Pongamos algunos escaparates recientes: Vigo y Madrid se retan a ver quien tiene las mejores luces de Navidad. (Y Soria imita a Vigo). Se planta el árbol de Navidad más caro del mundo, 11 millones de euros, en el vestíbulo del Kempisnski Hotel Bahía de Estepona (Málaga). O sea, a ver quien mea más lejos. El vivir es reemplazado por el representar y eso supone un empobrecimiento de lo humano. Cual demostró Mario Vargas Llosa en su ensayo “La civilización del espectáculo” (2012), donde criticaba la superficialidad y frivolidad de la cultura contemporánea.
En estas, el espectáculo circense y lo nuevo van de la mano. Ya lo advertía Bécquer en sus “Cartas desde mi celda” cuando escribía que “las fiestas peculiares de cada población comienzan a encontrarse, ridículas o del mal gusto por los más ilustrados, y los antiguos usos caen en olvido, la tradición se rompe y todo lo que no es nuevo se menosprecia”. A ellos se suma el consumismo para completar el triángulo equilátero.
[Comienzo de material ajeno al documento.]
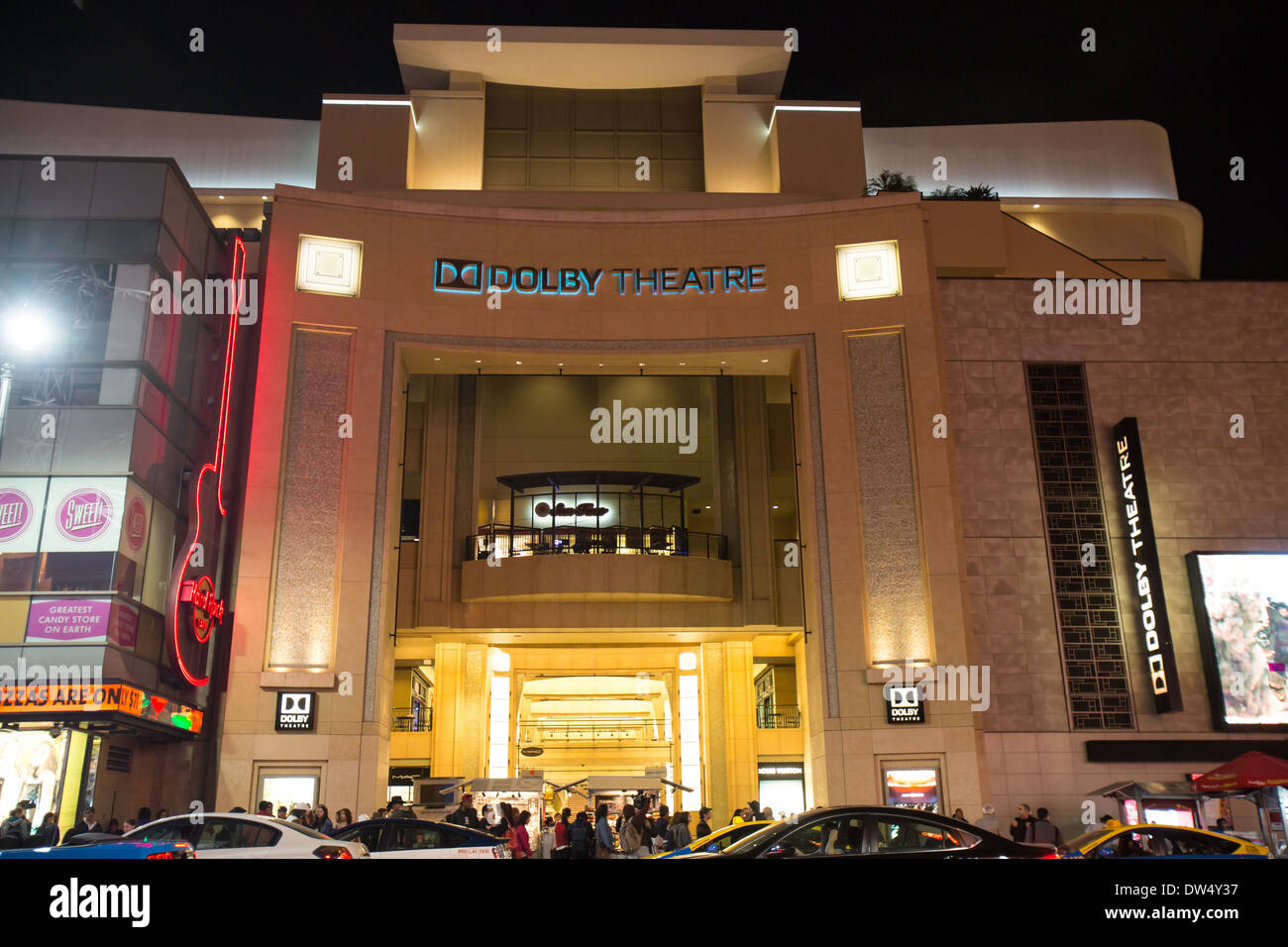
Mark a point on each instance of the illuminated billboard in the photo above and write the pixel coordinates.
(1240, 604)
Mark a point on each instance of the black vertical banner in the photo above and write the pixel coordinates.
(1144, 573)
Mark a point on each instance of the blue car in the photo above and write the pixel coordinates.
(102, 851)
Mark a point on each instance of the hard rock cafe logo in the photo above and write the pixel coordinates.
(14, 513)
(84, 514)
(207, 611)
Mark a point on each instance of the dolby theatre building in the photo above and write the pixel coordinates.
(605, 432)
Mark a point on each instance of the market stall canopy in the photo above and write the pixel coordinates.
(1252, 771)
(1145, 789)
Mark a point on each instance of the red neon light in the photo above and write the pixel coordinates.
(185, 589)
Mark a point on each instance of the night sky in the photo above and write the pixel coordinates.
(1212, 75)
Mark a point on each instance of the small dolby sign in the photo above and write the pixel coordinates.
(905, 705)
(296, 710)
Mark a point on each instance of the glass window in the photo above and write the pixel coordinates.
(227, 832)
(909, 835)
(412, 836)
(832, 836)
(93, 441)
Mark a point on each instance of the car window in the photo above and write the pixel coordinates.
(168, 830)
(412, 836)
(1196, 844)
(832, 836)
(228, 832)
(911, 835)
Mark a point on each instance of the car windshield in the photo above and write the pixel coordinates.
(1085, 839)
(752, 839)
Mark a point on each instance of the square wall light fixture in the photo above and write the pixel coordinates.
(329, 264)
(868, 270)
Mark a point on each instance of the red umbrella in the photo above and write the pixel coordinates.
(1250, 771)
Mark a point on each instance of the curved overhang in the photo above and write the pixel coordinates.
(590, 58)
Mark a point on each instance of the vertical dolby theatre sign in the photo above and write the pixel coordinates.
(1133, 495)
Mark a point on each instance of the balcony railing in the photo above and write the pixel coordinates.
(781, 718)
(630, 540)
(412, 720)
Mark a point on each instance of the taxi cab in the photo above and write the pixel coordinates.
(717, 841)
(1116, 840)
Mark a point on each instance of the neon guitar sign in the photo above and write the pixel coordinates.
(193, 609)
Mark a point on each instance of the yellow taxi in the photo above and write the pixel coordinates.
(719, 840)
(1116, 840)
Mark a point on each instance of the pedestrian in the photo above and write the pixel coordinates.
(321, 819)
(47, 836)
(520, 847)
(1042, 831)
(1021, 821)
(464, 813)
(88, 823)
(563, 844)
(681, 835)
(990, 822)
(604, 847)
(581, 838)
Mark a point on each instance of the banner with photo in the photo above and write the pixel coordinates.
(1240, 603)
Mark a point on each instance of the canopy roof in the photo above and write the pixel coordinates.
(588, 478)
(1250, 771)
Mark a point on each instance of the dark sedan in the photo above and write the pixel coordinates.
(876, 831)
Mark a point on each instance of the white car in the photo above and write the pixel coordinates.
(407, 838)
(241, 835)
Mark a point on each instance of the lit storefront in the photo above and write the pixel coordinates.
(111, 408)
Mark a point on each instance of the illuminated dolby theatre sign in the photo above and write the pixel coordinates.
(1144, 574)
(476, 275)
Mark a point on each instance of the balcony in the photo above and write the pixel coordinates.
(778, 718)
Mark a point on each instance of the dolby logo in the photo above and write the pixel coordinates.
(905, 705)
(296, 711)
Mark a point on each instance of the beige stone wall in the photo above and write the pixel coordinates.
(1198, 356)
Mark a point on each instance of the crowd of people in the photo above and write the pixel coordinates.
(638, 830)
(18, 828)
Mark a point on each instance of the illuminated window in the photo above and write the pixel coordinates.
(868, 270)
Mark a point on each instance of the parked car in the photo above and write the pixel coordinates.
(115, 848)
(1159, 841)
(717, 841)
(240, 835)
(876, 831)
(407, 838)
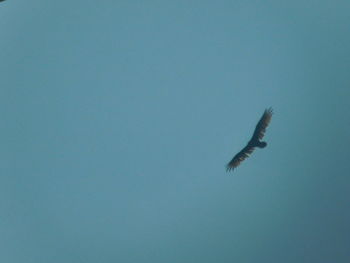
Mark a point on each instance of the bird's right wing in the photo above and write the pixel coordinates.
(240, 157)
(264, 121)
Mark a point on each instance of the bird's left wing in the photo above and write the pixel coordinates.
(240, 157)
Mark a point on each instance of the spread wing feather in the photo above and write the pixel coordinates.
(260, 128)
(240, 157)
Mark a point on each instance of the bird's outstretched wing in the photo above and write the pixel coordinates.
(240, 157)
(260, 128)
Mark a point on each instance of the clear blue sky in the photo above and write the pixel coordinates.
(118, 118)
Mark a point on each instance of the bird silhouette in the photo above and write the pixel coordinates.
(255, 141)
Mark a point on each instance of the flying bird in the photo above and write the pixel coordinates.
(255, 141)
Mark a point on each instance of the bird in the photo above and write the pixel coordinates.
(254, 142)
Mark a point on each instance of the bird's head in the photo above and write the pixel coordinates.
(262, 144)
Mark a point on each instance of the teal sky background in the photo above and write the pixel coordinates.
(118, 118)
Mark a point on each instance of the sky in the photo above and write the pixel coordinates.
(118, 118)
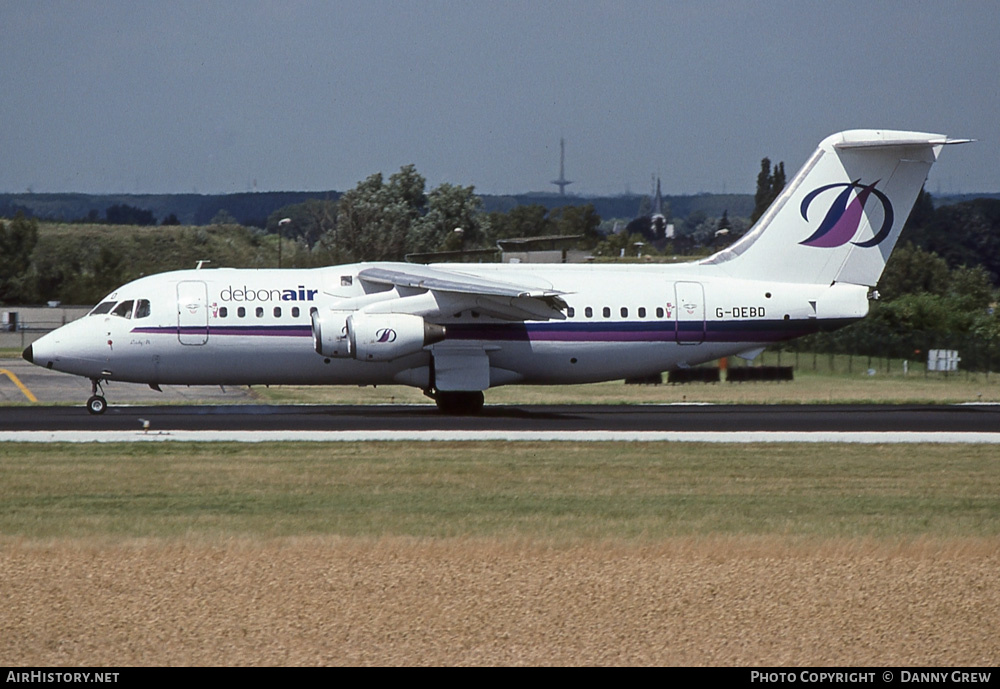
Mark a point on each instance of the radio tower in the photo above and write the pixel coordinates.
(562, 181)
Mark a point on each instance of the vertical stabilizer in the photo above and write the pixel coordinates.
(838, 219)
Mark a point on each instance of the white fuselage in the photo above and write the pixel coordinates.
(249, 327)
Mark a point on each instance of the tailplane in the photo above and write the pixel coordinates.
(839, 218)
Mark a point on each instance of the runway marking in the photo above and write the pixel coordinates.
(19, 384)
(505, 436)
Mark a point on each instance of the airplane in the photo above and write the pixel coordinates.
(456, 330)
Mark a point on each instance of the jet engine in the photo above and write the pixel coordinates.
(330, 333)
(384, 337)
(372, 337)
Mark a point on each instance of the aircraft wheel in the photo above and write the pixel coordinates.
(460, 403)
(97, 405)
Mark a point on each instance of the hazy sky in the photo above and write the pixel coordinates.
(213, 96)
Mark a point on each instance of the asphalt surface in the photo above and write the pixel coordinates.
(232, 409)
(715, 418)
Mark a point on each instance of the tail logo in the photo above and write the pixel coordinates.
(844, 216)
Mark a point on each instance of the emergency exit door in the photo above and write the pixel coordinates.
(192, 312)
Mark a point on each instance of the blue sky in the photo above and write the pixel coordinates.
(217, 96)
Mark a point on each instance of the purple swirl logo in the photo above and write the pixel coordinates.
(844, 216)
Es evidente que estamos siendo colonizados por fiestas invasoras como Halloween y el Black Friday. Que incluso la misma Navidad se percibe infestada en su mensaje de amor y paz.
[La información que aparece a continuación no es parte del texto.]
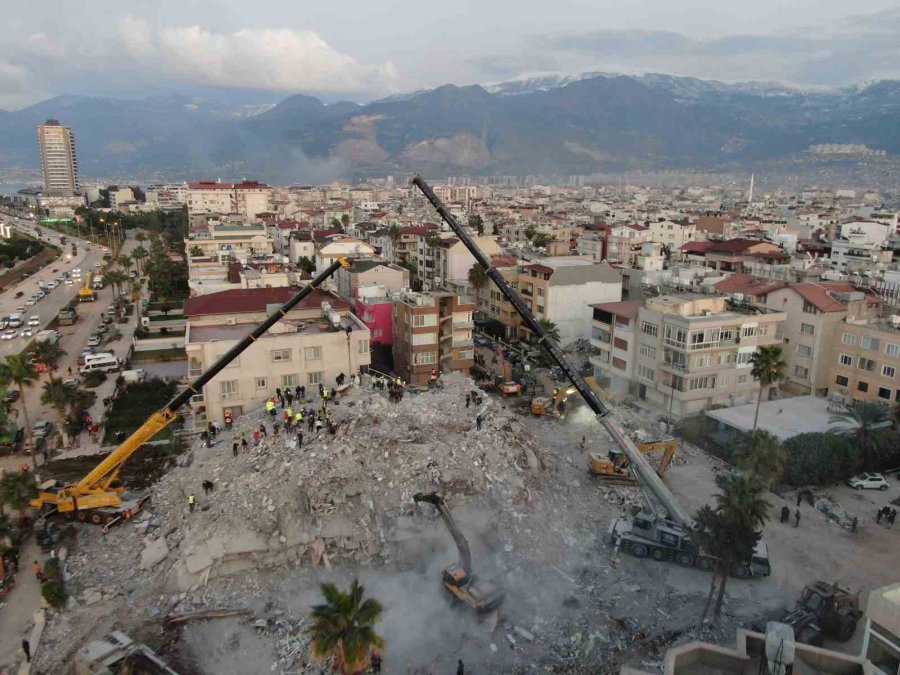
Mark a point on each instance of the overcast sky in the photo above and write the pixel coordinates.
(364, 49)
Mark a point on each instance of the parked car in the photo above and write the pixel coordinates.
(868, 481)
(41, 429)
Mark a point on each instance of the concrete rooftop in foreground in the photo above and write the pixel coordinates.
(784, 417)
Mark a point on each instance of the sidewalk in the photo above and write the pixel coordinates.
(17, 613)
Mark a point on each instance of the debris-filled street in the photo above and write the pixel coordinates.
(227, 586)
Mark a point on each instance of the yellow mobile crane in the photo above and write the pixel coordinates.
(662, 530)
(97, 497)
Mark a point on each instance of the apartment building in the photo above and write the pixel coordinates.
(432, 331)
(672, 234)
(247, 198)
(562, 289)
(815, 312)
(684, 353)
(315, 342)
(369, 272)
(866, 360)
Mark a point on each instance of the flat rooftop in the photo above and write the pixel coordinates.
(783, 417)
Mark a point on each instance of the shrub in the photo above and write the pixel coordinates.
(817, 459)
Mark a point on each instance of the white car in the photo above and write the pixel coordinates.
(869, 481)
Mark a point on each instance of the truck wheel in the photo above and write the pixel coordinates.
(685, 560)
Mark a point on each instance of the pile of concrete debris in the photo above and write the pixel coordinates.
(343, 495)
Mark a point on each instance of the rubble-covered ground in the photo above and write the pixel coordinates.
(281, 520)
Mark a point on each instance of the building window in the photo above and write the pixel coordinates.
(868, 342)
(648, 351)
(645, 372)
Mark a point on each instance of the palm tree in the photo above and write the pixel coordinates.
(17, 490)
(763, 457)
(342, 628)
(868, 424)
(59, 395)
(767, 367)
(48, 353)
(16, 369)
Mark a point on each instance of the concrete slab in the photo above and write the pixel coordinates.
(783, 417)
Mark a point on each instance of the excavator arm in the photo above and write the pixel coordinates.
(95, 489)
(465, 555)
(645, 474)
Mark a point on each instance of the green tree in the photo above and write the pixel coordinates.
(17, 490)
(17, 369)
(342, 628)
(730, 531)
(47, 352)
(767, 366)
(763, 457)
(868, 425)
(59, 395)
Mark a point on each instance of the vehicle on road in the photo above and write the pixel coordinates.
(868, 481)
(41, 429)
La clave radica en desarrollar el pensamiento crítico. En “aprender a distinguir los valores falsos de los verdaderos y el mérito real de las personas bajo toda suerte de disfraces”, como dijo Antonio Machado a sus alumnos. Añadiendo que desconfiaran de “todo lo aparatoso y solemne, que suele estar vacío”. En definitiva, saber discernir. Porque, por pluma de López de Ayala: “Justas, juegos, clamores / alegran a los pueblos solo un día. / Remediar la pobreza y los dolores / del miserable sí que es alegría.”